Who (or what) was this Turabian creature? In actual fact, she was a woman who lived between 1893 and 1987 who had a great impact on American English style. However, she is better known as the vengeful, near-immortal demigoddess of footnotes, the patron saint of history students and editors, and the un-photographable supreme arbiter of style. (Seriously, there are no verifiable photos of her on the Internet. I looked. She may have been a vampire.)
Kate L. Turabian was born and raised in Chicago, where an illness prevented her from attending college. In lieu of pursuing higher education, she worked as a typist at an advertising agency, where she worked alongside a young Sherwood Anderson. Later, she found her way into the academic world by taking a job as a departmental secretary at the prestigious University of Chicago. Rising through the ranks, in 1930 she was appointed the university’s dissertation secretary. In this position, every single doctoral thesis authored at the university had to cross her desk.

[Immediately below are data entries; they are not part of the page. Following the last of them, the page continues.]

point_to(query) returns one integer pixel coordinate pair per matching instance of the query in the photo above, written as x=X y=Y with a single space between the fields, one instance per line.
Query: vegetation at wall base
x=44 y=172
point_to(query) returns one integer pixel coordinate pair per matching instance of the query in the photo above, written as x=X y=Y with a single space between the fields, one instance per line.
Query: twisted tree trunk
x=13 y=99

Having clawed her way into the heart of academia without so much as a bachelor’s degree, Turabian went a step further and authored a pamphlet describing the correct style for writing college dissertations. This work eventually grew into her magnum opus, A Manual for Writers of Research Papers, Theses, and Dissertations, a complete guide to academic writing and citation style. It was Turabian’s means of ruthlessly enforcing her high stylistic standards, and it spread throughout the American university world like wildfire. This is the book my classmates and I reverently referred to as “Turabian,” as if it were indistinguishable from its formidable author. (I had a professor who called it/her “Kate,” but that seemed dangerously informal to us.) All joking aside, I’m sure she was a lovely woman. She just scared the living daylights out of us with her draconian footnote rules.
But what does Kate Turabian have to do with the work we do at Black Lake? She’s relevant because Turabian’s book is where I first learned the standard for writing style that we use at the studio: The Chicago Manual of Style (CMOS). Turabian’s manual aligns closely with CMOS, though she focuses on academic writing and CMOS provides guidelines for publishing in general. The Chicago Manual was one of the first style guides published in the U.S. (1906), and as such it is largely responsible for the standardization of many of its rules. Like the Merriam-Webster dictionary, it is constantly updated, especially to keep up with the digital innovations of recent years. And though it does have rivals in MLA and APA, it has been widely adopted by publishers and agencies, small and large alike.
Here at Black Lake, we subscribe to the online version of CMOS, chicagomanualofstyle.org. Whenever I have a question about American English style, including grammar, punctuation, and formatting, I log on and get the manual’s take. And, in the rare instances when our work involves footnotes, we follow CMOS’s/Turabian’s standards (shudder).
So, the next time you have a question about formatting, grammar, or any other issue of written style, check out CMOS or Turabian. The sheer number and strictness of the rules can be a bit intimidating at first, but your readers will thank you for making the effort.